In the years immediately before the Armada of 1588 Ireland was ruled by Lord Deputy Sir John Perrot. Reputedly a bastard of Henry VIII, he certainly looked like him and had the same temper. His rule was marked by the usual competition between the Gaelic, Old English, and New English lords. What is interesting is the way his policies gradually shifted towards a more pragmatic line, eventually accepting the idea that change was only feasible if the traditional ruling classes were allowed to benefit by it. What they objected to was not so much change as change which they could not control and which was used by others to rob and humiliate them.

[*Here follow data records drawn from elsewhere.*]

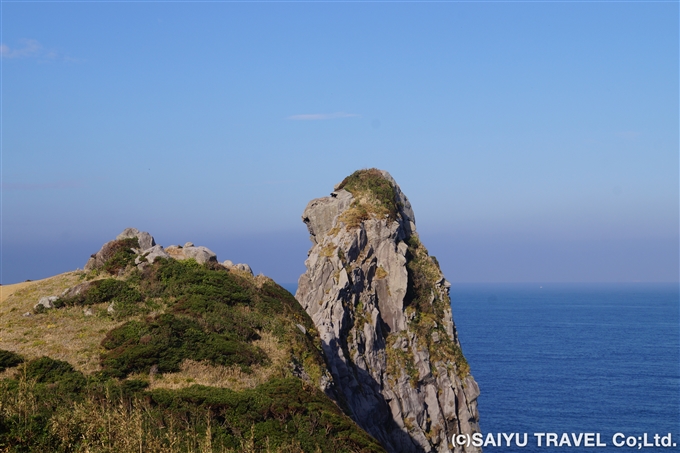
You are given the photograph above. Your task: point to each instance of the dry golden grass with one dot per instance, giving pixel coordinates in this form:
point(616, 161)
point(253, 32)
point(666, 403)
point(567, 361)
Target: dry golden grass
point(63, 334)
point(233, 378)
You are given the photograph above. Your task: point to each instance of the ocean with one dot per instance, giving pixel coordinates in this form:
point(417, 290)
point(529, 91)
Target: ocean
point(574, 362)
point(574, 358)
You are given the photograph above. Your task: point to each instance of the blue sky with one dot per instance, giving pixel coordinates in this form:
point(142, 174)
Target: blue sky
point(537, 141)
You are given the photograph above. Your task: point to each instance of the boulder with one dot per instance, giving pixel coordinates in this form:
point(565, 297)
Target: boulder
point(200, 254)
point(46, 302)
point(398, 372)
point(146, 241)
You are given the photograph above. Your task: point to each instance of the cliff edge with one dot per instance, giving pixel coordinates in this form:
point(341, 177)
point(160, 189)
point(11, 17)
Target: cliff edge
point(381, 306)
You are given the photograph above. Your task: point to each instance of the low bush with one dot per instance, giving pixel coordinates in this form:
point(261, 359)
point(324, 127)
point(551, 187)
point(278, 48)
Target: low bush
point(9, 359)
point(166, 341)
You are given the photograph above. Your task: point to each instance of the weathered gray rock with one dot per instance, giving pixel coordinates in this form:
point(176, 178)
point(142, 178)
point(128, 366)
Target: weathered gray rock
point(46, 302)
point(200, 254)
point(76, 290)
point(150, 254)
point(382, 309)
point(323, 212)
point(104, 254)
point(244, 267)
point(146, 241)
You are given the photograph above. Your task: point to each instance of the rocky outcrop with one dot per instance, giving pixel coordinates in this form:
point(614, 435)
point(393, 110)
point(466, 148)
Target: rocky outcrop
point(200, 254)
point(147, 251)
point(144, 241)
point(382, 309)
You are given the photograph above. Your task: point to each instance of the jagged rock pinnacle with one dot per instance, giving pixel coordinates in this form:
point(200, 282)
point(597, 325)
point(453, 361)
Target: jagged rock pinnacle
point(382, 309)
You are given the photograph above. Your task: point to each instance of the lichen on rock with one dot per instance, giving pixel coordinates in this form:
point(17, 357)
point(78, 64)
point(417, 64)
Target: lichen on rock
point(382, 308)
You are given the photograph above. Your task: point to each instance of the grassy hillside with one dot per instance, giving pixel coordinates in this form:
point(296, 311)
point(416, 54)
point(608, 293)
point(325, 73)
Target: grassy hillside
point(179, 357)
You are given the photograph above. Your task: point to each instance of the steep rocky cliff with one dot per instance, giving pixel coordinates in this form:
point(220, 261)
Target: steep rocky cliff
point(382, 309)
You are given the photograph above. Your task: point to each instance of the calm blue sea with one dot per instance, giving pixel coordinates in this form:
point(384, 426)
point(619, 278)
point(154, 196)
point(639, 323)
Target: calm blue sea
point(573, 358)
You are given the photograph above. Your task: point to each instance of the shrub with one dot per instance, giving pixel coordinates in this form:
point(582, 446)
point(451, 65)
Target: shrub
point(372, 185)
point(167, 341)
point(9, 359)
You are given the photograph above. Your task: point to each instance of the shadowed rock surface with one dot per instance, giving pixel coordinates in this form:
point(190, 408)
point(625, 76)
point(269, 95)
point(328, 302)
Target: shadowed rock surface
point(382, 309)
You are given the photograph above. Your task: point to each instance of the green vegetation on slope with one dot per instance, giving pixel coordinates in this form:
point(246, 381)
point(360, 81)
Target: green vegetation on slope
point(175, 313)
point(374, 195)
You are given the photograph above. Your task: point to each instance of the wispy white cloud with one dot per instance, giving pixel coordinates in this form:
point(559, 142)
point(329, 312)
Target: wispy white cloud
point(30, 48)
point(629, 135)
point(322, 116)
point(42, 186)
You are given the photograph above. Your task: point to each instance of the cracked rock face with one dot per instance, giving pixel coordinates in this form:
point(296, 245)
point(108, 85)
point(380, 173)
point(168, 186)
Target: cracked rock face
point(382, 309)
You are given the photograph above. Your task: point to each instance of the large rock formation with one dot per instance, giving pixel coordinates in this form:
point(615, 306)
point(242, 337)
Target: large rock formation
point(382, 309)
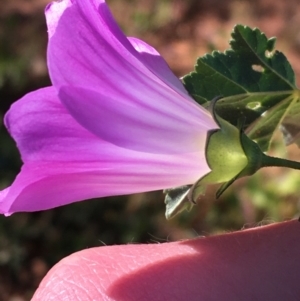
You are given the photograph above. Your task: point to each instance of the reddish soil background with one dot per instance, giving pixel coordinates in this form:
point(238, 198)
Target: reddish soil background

Perrot's quite spectacular failure to drive the Crown's high-handed and authoritarian legislative programme through the Irish parliament in 1585-86 was significant. The Crown's own nominee for the post of speaker, Nicholas Walsh, though an Anglican, summed up the views of his increasingly Roman Catholic fellow Old Englishmen when he said in his closing speech that Ireland was a constitutional polity in which the function of government was to defend loyal subjects without discrimination between them. Basically, this was a repudiation of attempts to ram through anti-Catholic legislation comparable to the tougher statutes which the English parliament had been passing under the stress of war with Spain. It also defied government attempts to secure an arbitrarily higher revenue by a process known as composition, whereby landowners had to abandon the practice of retaining armed men - 'coign and livery'. They were to be relieved of the burdens of military service and billeting of troops, and the obligation to render supplies to the government at artificially low rates under the system known as purveyance, but in exchange they would pay a fixed money rent. Above all, Walsh and his fellows gave the lie to the self-serving rhetoric of New English lawyers who waxed eloquent on the arbitrary power of the royal prerogative over an allegedly dependent Ireland, mainly because they could manipulate that prerogative to usurp the property of others. The rage of the executive at a parliament which failed to act as a mere tool of government was shown in the 27-year gap before another one was summoned in Ireland, but Perrot, despite his notorious irascibility, seems to have learned his lesson.